Voters trickle in for Tuesday's primary elections

SAN DIEGO -- More than 1,400 polling places opened Tuesday for a primary election in which San Diegans will vote for mayor, decide between two ballot measures and choose among numerous legislative and congressional candidates.

Registrar of Voters Deborah Seiler said early indications pointed to a low turnout -- in the neighborhood of 40 percent.

Up to last Saturday, 2,212 residents voted early at the registrar's office, compared to 8,535 in a similar period two years ago, Seiler said. Roughly 32 percent of the some 761,000 mail-in ballots sent were returned by midday Monday, she said.

Four experienced elected officials are running for mayor -- Councilman Carl DeMaio, District Attorney Bonnie Dumanis, Rep. Bob Filner, D-San Diego, and Assemblyman Nathan Fletcher. A fifth candidate, Tobiah Pettus, is also on the ballot. Steven Greenwald and John "Woody'' Woodrum are write-in candidates.

Four prominent candidates cast their ballots this morning.

"I think San Diegans are ready to send a powerful message about what they want in their next mayor,'' Fletcher said.

Dumanis said she hoped her positive message to turn San Diego around would resonate with voters.

"As Margaret Thatcher said, you know, if you want something to be said, ask a man. If you want something to be done, ask a woman,'' Dumanis said. "And this woman is ready to get it done.''

DeMaio said relief was on the way.

"Services are going to come back, the road repairs are going to start, jobs are going to be created because we're going to be focused on getting things done at City Hall,'' DeMaio said.

Filner was confident he would advance to the November runoff.

"I think any two of the four of us can make the runoff, so people have to come out and vote,'' Filner said.

 Polls will be open until 8 p.m., and results from the early voters and mail-in ballots should be released soon after. The first results from precincts should be available by 10 p.m., Seiler said.

The city of San Diego ballot measures pit supporters against organized labor, which opposes both.

Proposition A would forbid the city from forcing contractors on major municipal projects to submit to Project Labor Agreements, which backers believe are too union-friendly. Proposition B seeks to change the city's pension system by giving most new employees 401(k) plans instead of enrolling them in the pension system, and only base salary over the next five years would be calculated into a worker's eventual retirement pay.

The five odd-numbered San Diego City Council seats are up for election, and two crowded races could be close.

In District 1, which encompasses La Jolla and Carmel Valley, incumbent Sherri Lightner was challenged by businessman and former city pension board member Ray Ellis, attorney Bryan Pease and Dennis Ridz, chairman of the Torrey Pines Planning Board.

In the open District 7 seat, community volunteer Rick Hauptfeld, retiree Nathan Johnson, home health advocate Mat Kostrinsky and businessman Scott Sherman are running.

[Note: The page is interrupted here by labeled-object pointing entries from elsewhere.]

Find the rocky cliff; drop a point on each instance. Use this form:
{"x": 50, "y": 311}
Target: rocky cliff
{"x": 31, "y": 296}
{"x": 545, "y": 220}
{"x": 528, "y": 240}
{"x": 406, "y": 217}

The district, which includes Tierrasanta, Del Cerro and San Carlos, is being vacated by incumbent Marti Emerald, who sought to take over the newly created District 9.

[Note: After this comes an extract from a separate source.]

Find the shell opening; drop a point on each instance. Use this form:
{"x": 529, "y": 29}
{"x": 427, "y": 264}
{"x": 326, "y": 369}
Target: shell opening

Among San Diego's congressional delegation, longtime Democratic target Rep. Brian Bilbray, R-Solana Beach, has a long list of challengers, including Port Commissioner Scott Peters, former Assemblywoman Lori Saldana, D-San Diego, and ex-Santee Mayor Jack Dale. Peters is also a Democrat, while Dale is running as an independent.

In local races, unless someone takes more than 50 percent of the vote, the top two will face off in the November general election. In the congressional and state Legislative races, the top two will also square off in November, regardless of political party.